A quel punto, vedendo il fratellino reagire allo stimolo, aprire gli occhi e sorridere, e comprendendo dalle azioni che non eravamo ostili, anche il più grande si sciolse e ci disse come si chiamava, che andava a scuola e anche lui accettò qualcosa da mangiare che, invece, fino a quel momento aveva rifiutato.

In breve: acquisita tutta la documentazione, e soprattutto le autorizzazioni necessarie, fu possibile provvedere ai due bambini.

Una fortuna per loro?Chi può dirlo?

C’è un altro episodio che non posso non ricordare.

Il 19 maggio 2008, la Questura di Caserta organizzò la Festa della Polizia a Casal di Principe, alla presenza del Prefetto Antonio Manganelli, allora Capo della Polizia.

Quello fu un segno tangibile della presenza dello Stato, che fu recepito dai cittadini di Casale e dei Comuni limitrofi come un sostegno offerto a “un popolo onesto, operoso, lavoratore, con una grande tradizione contadina”, come quella mattina disse una studentessa dal palco.

Un gesto, quello del Prefetto Manganelli, di grande impatto mediatico certo, ma anche di grande efficacia sostanziale, rivolto – come ebbe a dire – ai “veri casalesi”, una presenza fondamentale per i cittadini e per chi, come me e tanti altri, era lì quel giorno e vi sarebbe rimasto con l’onore (e l’onere) di dover rappresentare lo Stato nel territorio.

Gesto dal quale traemmo conforto, ulteriore consapevolezza e soprattutto grande motivazione.

Quelli riferiti sono soltanto tre fra i tanti episodi accaduti nel corso delle gestioni commissariali di cui sono stato incaricato.

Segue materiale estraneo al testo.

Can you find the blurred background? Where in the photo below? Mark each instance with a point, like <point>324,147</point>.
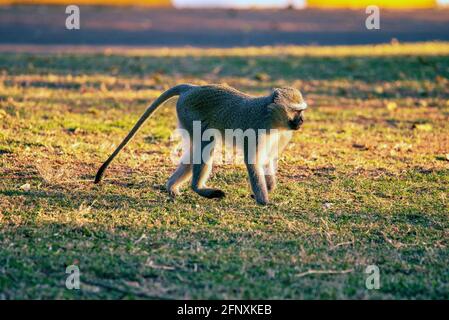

Raccontare piccoli episodi è più facile, consente di ricordare senza celebrarsi, permette di tornare con la memoria a fatti reali che talora hanno rappresentato note di costume (e non solo, come appare evidente spesso si tratta di vere e proprie azioni di… disturbo) a contorno di situazioni a volte molto serie, anche gravi, almeno dal punto di vista amministrativo, che i Commissari devono fronteggiare durante una gestione straordinaria che si protragga per almeno un esercizio finanziario.

I piccoli fatterelli di cronaca consentono, inoltre, di tessere l’ordito di una trama più ampia, perché finisce per travalicare il contingente e può fornire una chiave di lettura delle varie realtà italiane molto più omogenea di quanto non si creda.

Tutto ciò contribuisce – con l’apporto di ciascuno di noi – ad accrescere un patrimonio culturale, quello della Amministrazione dell’Interno nel suo complesso, che sempre più spesso trova ampio e meritato riconoscimento.

In un Paese come l’Italia attuale, la conoscenza dei problemi del territorio, la (spesso) dimostrata capacità di risolverli con equilibrio e imparzialità, nell’esclusivo rispetto della legge e delle competenze d’istituto, credo rappresenti, oggi più che mai, una ricchezza irrinunciabile da cui è bene trarre consapevolezza, ma anche la piena coscienza della missione che l’Amministrazione dell’Interno, in tutte le sue componenti (tra queste, in primo luogo, la carriera prefettizia), è chiamata a svolgere.